New agreement with publishers

Teaching staff now allowed to copy a maximum of 40 pages

Photo: Wikimedia Commons / Jonathan Joseph Bondhus

Not all links in the digital reading lists used by university teaching staff are open-access or the teacher's own work. They also refer to journals, books and articles that are subject to copyright, meaning that the entitled parties must be compensated for their use.

The association of Dutch universities, Universities of The Netherlands (UNL), reported (link in Dutch, Ed.) last week that from now on teaching staff are allowed to use up to 40 pages of a copyrighted publication, provided that those pages do not constitute more than 20 percent of the original work.

Previously, they were allowed to reuse 50 pages and a maximum of 25 percent of the original work. However, if the book in question is short, teachers may use up to 25 pages of it.

The new agreements reached between Universities of The Netherlands and Stichting UvO form the Easy Access scheme, which covers digital use (in systems such as Canvas and Blackboard, for example) as well as printed copies. The agreement is valid until the end of 2025.

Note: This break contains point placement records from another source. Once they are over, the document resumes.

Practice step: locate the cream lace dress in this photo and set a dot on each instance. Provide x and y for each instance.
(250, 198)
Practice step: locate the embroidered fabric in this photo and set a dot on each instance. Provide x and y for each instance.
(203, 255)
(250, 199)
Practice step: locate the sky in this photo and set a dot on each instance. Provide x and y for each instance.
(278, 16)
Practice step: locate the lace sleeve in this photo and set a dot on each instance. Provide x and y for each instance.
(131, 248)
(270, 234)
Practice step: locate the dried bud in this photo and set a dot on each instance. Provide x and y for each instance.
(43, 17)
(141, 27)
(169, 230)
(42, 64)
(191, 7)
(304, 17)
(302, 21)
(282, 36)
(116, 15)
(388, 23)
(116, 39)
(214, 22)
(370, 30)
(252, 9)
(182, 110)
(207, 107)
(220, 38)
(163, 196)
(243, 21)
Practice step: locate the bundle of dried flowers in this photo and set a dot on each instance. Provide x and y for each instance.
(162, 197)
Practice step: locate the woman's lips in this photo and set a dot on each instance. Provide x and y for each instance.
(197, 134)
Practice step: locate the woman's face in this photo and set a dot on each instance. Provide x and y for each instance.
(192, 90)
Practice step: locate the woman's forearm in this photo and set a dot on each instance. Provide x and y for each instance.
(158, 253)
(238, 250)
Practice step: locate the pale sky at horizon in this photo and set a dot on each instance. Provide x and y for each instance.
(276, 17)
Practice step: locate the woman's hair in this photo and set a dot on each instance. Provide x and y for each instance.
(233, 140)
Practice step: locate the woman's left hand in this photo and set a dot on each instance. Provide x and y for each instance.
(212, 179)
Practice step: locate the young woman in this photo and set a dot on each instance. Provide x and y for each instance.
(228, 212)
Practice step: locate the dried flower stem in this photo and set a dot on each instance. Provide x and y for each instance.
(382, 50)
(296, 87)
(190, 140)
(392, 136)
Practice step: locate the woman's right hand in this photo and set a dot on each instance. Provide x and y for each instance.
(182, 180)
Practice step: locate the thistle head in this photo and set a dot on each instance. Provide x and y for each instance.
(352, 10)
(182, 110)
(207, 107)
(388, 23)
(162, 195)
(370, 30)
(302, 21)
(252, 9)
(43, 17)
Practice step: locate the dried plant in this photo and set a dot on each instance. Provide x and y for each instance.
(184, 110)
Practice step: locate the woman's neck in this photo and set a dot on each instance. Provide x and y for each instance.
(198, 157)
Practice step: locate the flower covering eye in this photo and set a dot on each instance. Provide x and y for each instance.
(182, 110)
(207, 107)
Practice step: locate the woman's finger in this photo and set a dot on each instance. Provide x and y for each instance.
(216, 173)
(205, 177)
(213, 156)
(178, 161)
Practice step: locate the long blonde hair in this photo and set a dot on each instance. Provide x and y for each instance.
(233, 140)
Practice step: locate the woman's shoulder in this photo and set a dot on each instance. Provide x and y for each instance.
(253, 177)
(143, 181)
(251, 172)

The new rules are the result of negotiations and mean that the universities will collectively pay the publisher around 7 million euros yearly. But the publisher suspects that the actual number of pages reused surpasses this amount.

That is why, over the next three years, Dutch universities will be keeping more precise records of how much of each book is being reused, according to UNL. To measure that, they are developing a program in association with SURF, the collaborative IT organisation for Dutch education and research.